La presidenta de Abuelas de Plaza de Mayo, Estela de Carlotto, volvió a posicionarse con firmeza en la previa del 24 de marzo al afirmar que la construcción de la memoria colectiva “trasciende a los gobiernos de turno” y cuestionar la postura del Ejecutivo nacional frente a los crímenes de la última dictadura.
En declaraciones televisivas, la referente de derechos humanos fue categórica: “El Gobierno no es el dueño de las cosas que puede negar o aceptar”, sostuvo, en alusión al debate actual sobre las políticas de memoria y las interpretaciones del pasado reciente. En ese sentido, remarcó que el “Nunca Más debe ser una realidad, no un deseo”, reforzando el carácter irrenunciable de los consensos construidos en torno a los derechos humanos en Argentina.
Carlotto también apuntó contra la gestión del presidente Javier Milei, a la que acusó de mostrar una “frialdad social” frente a las consecuencias del terrorismo de Estado. Según expresó, la falta de acompañamiento institucional debilita el proceso de memoria, verdad y justicia que se viene desarrollando desde el retorno de la democracia.
En esa línea, advirtió que la historia argentina permanece “incompleta” debido al pacto de silencio que aún sostienen muchos de los responsables de los crímenes de lesa humanidad, lo que dificulta avanzar en la reconstrucción plena de lo ocurrido.
De cara a una nueva conmemoración del Golpe de Estado de 1976, la titular de Abuelas convocó a que la movilización sea masiva y federal, y se transforme en “un movimiento general de todo el país”, en defensa de los valores democráticos.

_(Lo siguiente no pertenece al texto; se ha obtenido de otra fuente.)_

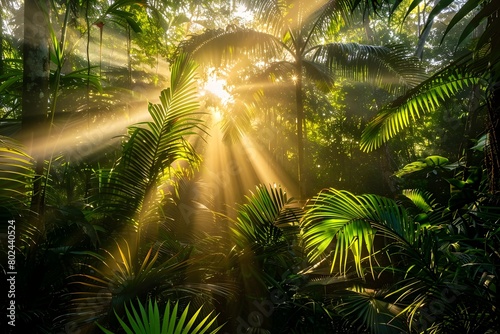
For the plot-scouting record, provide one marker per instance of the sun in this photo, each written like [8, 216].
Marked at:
[219, 88]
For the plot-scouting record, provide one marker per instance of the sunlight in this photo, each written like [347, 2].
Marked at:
[218, 87]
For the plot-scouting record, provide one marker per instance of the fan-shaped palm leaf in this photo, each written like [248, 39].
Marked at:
[388, 66]
[370, 309]
[265, 232]
[424, 98]
[148, 320]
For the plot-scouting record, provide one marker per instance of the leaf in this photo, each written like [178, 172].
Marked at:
[426, 97]
[16, 175]
[436, 161]
[343, 222]
[147, 320]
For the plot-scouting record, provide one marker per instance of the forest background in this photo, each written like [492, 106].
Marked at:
[250, 166]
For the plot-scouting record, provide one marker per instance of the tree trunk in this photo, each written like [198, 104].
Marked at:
[36, 71]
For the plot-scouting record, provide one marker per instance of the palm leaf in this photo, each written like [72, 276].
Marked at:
[214, 46]
[370, 309]
[16, 175]
[148, 320]
[342, 222]
[389, 66]
[265, 232]
[153, 146]
[424, 98]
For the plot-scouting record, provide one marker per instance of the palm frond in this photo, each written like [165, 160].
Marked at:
[152, 147]
[389, 66]
[16, 175]
[342, 222]
[424, 98]
[146, 319]
[265, 217]
[214, 46]
[265, 233]
[371, 310]
[421, 199]
[118, 277]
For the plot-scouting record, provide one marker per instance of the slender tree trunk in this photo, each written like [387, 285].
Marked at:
[36, 71]
[300, 136]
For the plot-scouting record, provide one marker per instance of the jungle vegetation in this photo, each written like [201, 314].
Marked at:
[250, 166]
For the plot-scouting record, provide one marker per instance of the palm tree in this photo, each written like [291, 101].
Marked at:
[427, 266]
[296, 45]
[480, 66]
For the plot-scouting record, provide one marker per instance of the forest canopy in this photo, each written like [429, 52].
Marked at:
[250, 166]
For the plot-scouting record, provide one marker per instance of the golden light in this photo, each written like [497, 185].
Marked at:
[218, 87]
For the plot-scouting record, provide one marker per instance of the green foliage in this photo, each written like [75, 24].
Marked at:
[350, 222]
[16, 175]
[152, 147]
[427, 164]
[424, 98]
[147, 320]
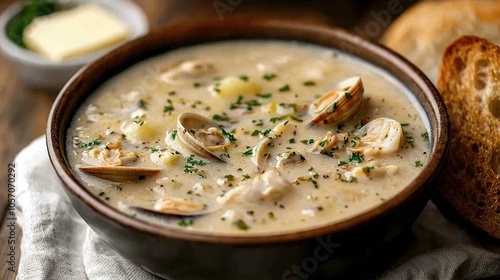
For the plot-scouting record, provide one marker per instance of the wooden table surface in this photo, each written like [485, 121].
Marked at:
[24, 111]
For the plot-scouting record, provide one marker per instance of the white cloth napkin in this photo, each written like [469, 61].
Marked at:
[57, 244]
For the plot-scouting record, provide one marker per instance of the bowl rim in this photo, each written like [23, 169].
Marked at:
[138, 27]
[421, 184]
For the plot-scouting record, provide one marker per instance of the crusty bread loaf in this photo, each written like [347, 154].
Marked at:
[469, 82]
[422, 33]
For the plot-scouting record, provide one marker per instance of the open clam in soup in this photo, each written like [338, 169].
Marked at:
[248, 137]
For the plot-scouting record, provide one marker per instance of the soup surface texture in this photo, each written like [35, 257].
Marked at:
[237, 141]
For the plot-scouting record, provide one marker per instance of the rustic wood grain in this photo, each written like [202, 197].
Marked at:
[24, 111]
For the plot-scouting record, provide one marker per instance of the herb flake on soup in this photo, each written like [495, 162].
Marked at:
[248, 137]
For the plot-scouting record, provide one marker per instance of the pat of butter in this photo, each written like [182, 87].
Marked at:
[73, 32]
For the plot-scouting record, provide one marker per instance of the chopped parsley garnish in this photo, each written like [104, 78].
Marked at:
[410, 140]
[190, 166]
[265, 95]
[185, 222]
[275, 119]
[316, 185]
[217, 87]
[241, 225]
[91, 143]
[327, 153]
[284, 88]
[357, 157]
[228, 135]
[141, 104]
[139, 123]
[367, 169]
[306, 141]
[335, 104]
[269, 76]
[240, 98]
[296, 119]
[425, 136]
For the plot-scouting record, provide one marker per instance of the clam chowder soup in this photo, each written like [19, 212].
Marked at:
[248, 137]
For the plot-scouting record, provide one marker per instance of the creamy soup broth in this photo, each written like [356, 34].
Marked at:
[260, 92]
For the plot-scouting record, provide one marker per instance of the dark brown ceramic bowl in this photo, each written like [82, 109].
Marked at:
[316, 253]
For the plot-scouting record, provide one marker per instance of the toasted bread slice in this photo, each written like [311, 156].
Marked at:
[469, 82]
[422, 33]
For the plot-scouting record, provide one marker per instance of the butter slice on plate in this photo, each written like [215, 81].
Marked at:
[74, 32]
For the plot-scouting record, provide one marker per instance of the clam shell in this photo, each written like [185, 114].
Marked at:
[186, 124]
[119, 174]
[339, 104]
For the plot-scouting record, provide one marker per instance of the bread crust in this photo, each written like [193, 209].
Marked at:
[422, 33]
[469, 82]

Avances en la búsqueda de verdad
Durante la entrevista, Carlotto también destacó los recientes avances en las investigaciones judiciales, en particular la identificación de restos de 12 personas desaparecidas en La Perla, uno de los principales centros clandestinos de detención que funcionaron durante la dictadura.
Si bien reconoció que el paso del tiempo juega en contra —sobre todo por la muerte de muchos represores—, insistió en que “la búsqueda de la verdad no se detiene” y valoró el trabajo sostenido de los equipos forenses y judiciales.
Asimismo, explicó el profundo impacto que estos hallazgos tienen para las familias: “Una cosa es saber que ha muerto y otra poder llevar unas flores a un cementerio”, señaló, subrayando la importancia simbólica y emocional de poder cerrar procesos de duelo que llevan décadas abiertos.
Identidad, memoria y compromiso
Por último, Carlotto reafirmó el eje histórico de la lucha de Abuelas: la restitución de identidad de los nietos apropiados durante la dictadura. “El silencio para nosotros no existe; es vivir y buscar a los nietos”, expresó.
En un contexto atravesado por tensiones políticas y debates sobre el pasado reciente, la referente insistió en la necesidad de sostener políticas públicas activas en derechos humanos y advirtió que la sociedad argentina no desea volver a escenarios de violencia que ya forman parte de su historia.
De este modo, sus declaraciones se inscriben en una fecha cargada de simbolismo, en la que miles de personas volverán a movilizarse en todo el país para reafirmar un compromiso colectivo que, a 50 años del golpe, sigue vigente: memoria, verdad y justicia.